I'm also willing to discuss separating sequencing from mapping, but at this point felt it would be overkill... happy to discuss though.

With respect to restrictive vs. general: I feel I'd like to have a discussion with you what sort of meta-analyses you envision with this. What Robert Forkel emphatically recommended is to not make this format as broad and generic as possible, because that will lead to people using it for too diverse things and in the end data won't be useful to have together. Perhaps we should have a (remote) meeting about this and you tell me what sort of analyses you envision. For the human side, this is quite clear, but I don't know enough about meta-genomics.

jfy133 commented 4 years ago

We can discuss the separation of sequencing from mapping a bit further, while It would be breaking up a bit your currently very nice 4 levels but maybe 'dnaSequencing' is indeed maybe a bit of a misnomer there, in the sense that dnaSequencing to me is like everything up to a raw FASTQ (info about the library, how many reads were physically sequenced). This would also work e.g. for proteins and stable isotopes (collagen extraction is the main experiment, then you can do either bulk protein analysis or single AA acid, or radiocarbon etc as different analyses, in a way)

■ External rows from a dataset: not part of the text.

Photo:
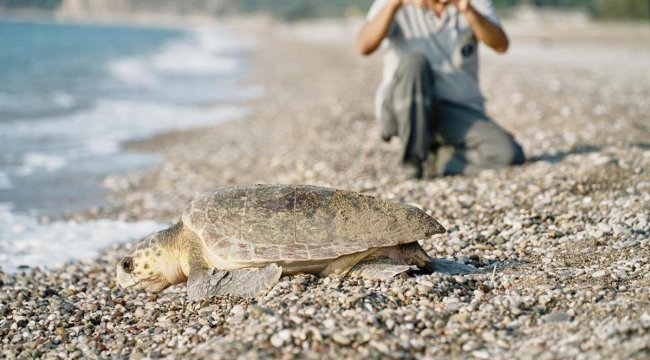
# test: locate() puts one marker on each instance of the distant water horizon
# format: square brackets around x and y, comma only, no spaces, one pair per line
[71,95]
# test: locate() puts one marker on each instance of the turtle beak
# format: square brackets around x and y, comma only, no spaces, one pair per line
[125,280]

And from there, the FASTQ can then go into any of: metagenomics, pathogen screening, host mapping - i.e. an analysis level. Of course at SHH we often do multiple of these at once (and nf-core/eager helps with this), but it is not necessarily standard.

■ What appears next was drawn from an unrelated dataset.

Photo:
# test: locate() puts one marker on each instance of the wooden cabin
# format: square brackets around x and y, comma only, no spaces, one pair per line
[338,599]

It is a fair point about making it too broad, I guess the difference with pop-gen is there isn't yet a consensus in the field on a standard profiler etc (but maybe something to bring up at SPAAM2, @maxibor @alexhbnr ?). The data standard is there (literally a TSV), it's what is going into making the TSV is the issue for us.

Yes maybe a remote meeting would be good and you can advise us.

jfy133 commented 4 years ago

More #ShowerThoughts

I'm not sure how much sense including the quantification is now, given that there is no scope for including control-like 'samples' and it wouldn't necessarily fit in the structure Stephan is thinking about.

Could we not just store the OTU table as an actual CSV? It would only be two columns (out name and sample names; although quite a few rows), but would still be relatively lightweight.

Still can't work out a way to describe the database yet (maybe just a key based on the first paper it was published in?), But the parameters use for the classifier could be the literal command string but without the input/output parameters?